Offering comfort—legal and otherwise—to prisoners with nowhere else to turn
“Each of us is more than the worst thing we’ve ever done.”
Those words, written by noted death penalty lawyer Bryan Stevenson ’85, were very much on the mind of Katie Wozencroft ’09 this summer, when she made the four-hour drive from Atlanta to an Alabama prison where condemned prisoners are executed. “Going to death row,” says Wozencroft, who spent the summer working at the Southern Center for Human Rights in Atlanta, “you realize that they’re not necessarily bad people, they’re not necessarily good people. They’re people.”
Since the center’s founding in 1976, its legal staff has worked primarily in Georgia and Alabama, monitoring prison conditions and pursuing litigation to improve them. Over the years, the center’s lawyers have filed cases on overcrowding, excessive punishment methods and denial of proper medical care, among other prisoner-rights issues. They also represent defendants—especially those facing the death penalty—who otherwise wouldn’t have legal counsel. (Alabama, like other Southern states including Texas and Mississippi, has no statewide public defender system.) With only 10 lawyers on staff (William Montross ’94 and Lauren Sudeall ’05 are two of them), the center relies heavily on interns. Last summer, there were 13 of them, including Wozencroft, Sarah Belton ’09, Jacob Howard ’09 and Dominique Winters ’10.
“At the center they encourage you to do all the work the attorneys do—heavily supervised, with lots of feedback,” says Howard. “Interns have the opportunity to do investigations, write drafts of legal materials that will be filed and build cases for parole.” With all that responsibility comes pressure, says Wozencroft, “but it’s amazing to be able to do work that really affects people.”
The center is divided into a civil unit and a death penalty unit, and interns get a chance to work in both. In the death penalty unit, the center’s lawyers handle appeals for indigent defendants, taking on cases when they believe that a client was wrongly convicted, or that flaws in the judicial process led to a death sentence rather than one of life without parole. For this latter group, says Winters, “we aren’t trying to get them released. Some don’t even want to be released because they know they’ve done wrong. They were given a terrible life and they made bad choices as a result of the life that was dealt to them.”
When the interns visit their clients on death row, they go not only to build their cases but also just to help them pass the time. The visits tend to be more low-key than one might imagine, says Howard. “Some just want to talk about recent sports games and things that are going on in the news. One of the things you learn meeting with death row inmates is that sometimes it is very difficult to see the facts of the crime in the person you meet.”
Lawyers and interns in the civil unit interview inmates about problems in the prisons and then use the information they’ve gathered to push for reform—a process that tends to move much more quickly than the death penalty appeals. Wozencroft went to a Georgia prison to interview incarcerated women who weren’t getting proper treatment for cancer. “We were able to call the state and say, ‘We know what’s going on, it’s not OK, and you need to change it.’ And they did.”
The interns also represented Alabama prisoners seeking parole.

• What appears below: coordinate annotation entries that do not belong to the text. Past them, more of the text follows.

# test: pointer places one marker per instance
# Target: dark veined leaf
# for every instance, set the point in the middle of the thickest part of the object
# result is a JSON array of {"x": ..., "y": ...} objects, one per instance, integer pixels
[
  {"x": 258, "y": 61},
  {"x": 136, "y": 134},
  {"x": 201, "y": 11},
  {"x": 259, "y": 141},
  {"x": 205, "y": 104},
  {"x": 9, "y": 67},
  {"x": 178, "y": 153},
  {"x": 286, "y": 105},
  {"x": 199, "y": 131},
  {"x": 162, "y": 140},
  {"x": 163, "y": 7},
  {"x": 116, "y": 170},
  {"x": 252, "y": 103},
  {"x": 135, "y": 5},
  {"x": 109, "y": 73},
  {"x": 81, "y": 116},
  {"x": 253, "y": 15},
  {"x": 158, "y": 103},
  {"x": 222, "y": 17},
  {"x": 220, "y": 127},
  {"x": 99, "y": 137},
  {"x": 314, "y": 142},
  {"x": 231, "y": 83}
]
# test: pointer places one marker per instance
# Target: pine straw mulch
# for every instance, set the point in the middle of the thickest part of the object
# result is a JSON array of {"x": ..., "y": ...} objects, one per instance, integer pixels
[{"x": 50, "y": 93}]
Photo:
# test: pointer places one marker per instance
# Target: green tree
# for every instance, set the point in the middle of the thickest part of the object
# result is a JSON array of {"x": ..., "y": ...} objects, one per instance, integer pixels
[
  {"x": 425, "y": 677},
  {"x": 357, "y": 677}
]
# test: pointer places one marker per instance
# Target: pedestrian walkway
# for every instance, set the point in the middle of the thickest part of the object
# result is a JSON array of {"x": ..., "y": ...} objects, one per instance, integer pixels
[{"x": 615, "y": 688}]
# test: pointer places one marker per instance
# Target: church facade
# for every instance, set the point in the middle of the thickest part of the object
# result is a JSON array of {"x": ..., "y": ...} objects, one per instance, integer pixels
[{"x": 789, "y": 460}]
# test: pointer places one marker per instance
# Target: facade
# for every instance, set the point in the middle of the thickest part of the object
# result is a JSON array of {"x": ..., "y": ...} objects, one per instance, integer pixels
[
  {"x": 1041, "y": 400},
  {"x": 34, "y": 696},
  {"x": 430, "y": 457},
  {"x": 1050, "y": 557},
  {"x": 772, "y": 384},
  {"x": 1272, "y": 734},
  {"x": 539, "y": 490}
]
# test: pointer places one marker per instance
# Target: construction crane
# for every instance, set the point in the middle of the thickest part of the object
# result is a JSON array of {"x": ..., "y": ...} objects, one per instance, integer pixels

In that state, prisoners generally aren’t allowed to appear before the parole board; they can either write a letter stating their case (which is not a realistic option for many of them) or rely on someone else to appear for them. For the interns, that means developing arguments justifying release, coming up with post-release plans for prisoners’ re-entry into their communities and arguing cases in front of the parole board. “Twice this summer the parole board told an intern that they wouldn’t have paroled the prisoner if the intern hadn’t been here to make his case,” says Howard.
Howard and Winters already knew before their summer at the Southern Center that they wanted to work in the criminal justice system. Howard is now executive director of HLS’s Prison Legal Assistance Project, and next year he will clerk for a judge in Montgomery, Ala. Winters’ resolve to become a public defender specializing in capital cases has only been strengthened by the work she did at the center. “It’s amazing to see how many innocent people can be placed in jail or left in jail just because there’s not a smooth-running system,” she says. “If you want to see the flaws in the criminal justice system, come work at a place like the center. I think it will be an eye-opener.”
Wozencroft, by contrast, was planning on a career in politics. But she was drawn to the internship after taking a prison law class with Sharon Dolovich ’98, a visiting professor from UCLA School of Law, and the summer’s experience has changed her plans. “Working in government, it’s so hard to get things done,” she says. “But at the Southern Center I got to make improvements in people’s lives every day. You’re an advocate when you’re at work and when you go home. Your work there becomes who you are.”
Another opportunity for HLS students to do death penalty work is through the Death Penalty Clinic, which was launched in the winter of 2006 by Jessica Brand ’07 and Lisa Dealy, director of HLS Office of Clinical and Pro Bono Programs. Over the past two years, more than two dozen students in this clinic have traveled over winter term to work in death penalty resource centers including the Southern Center for Human Rights and the Equal Justice Institute. The students spend three to four weeks visiting clients on death row throughout southern states and in other parts of the U.S.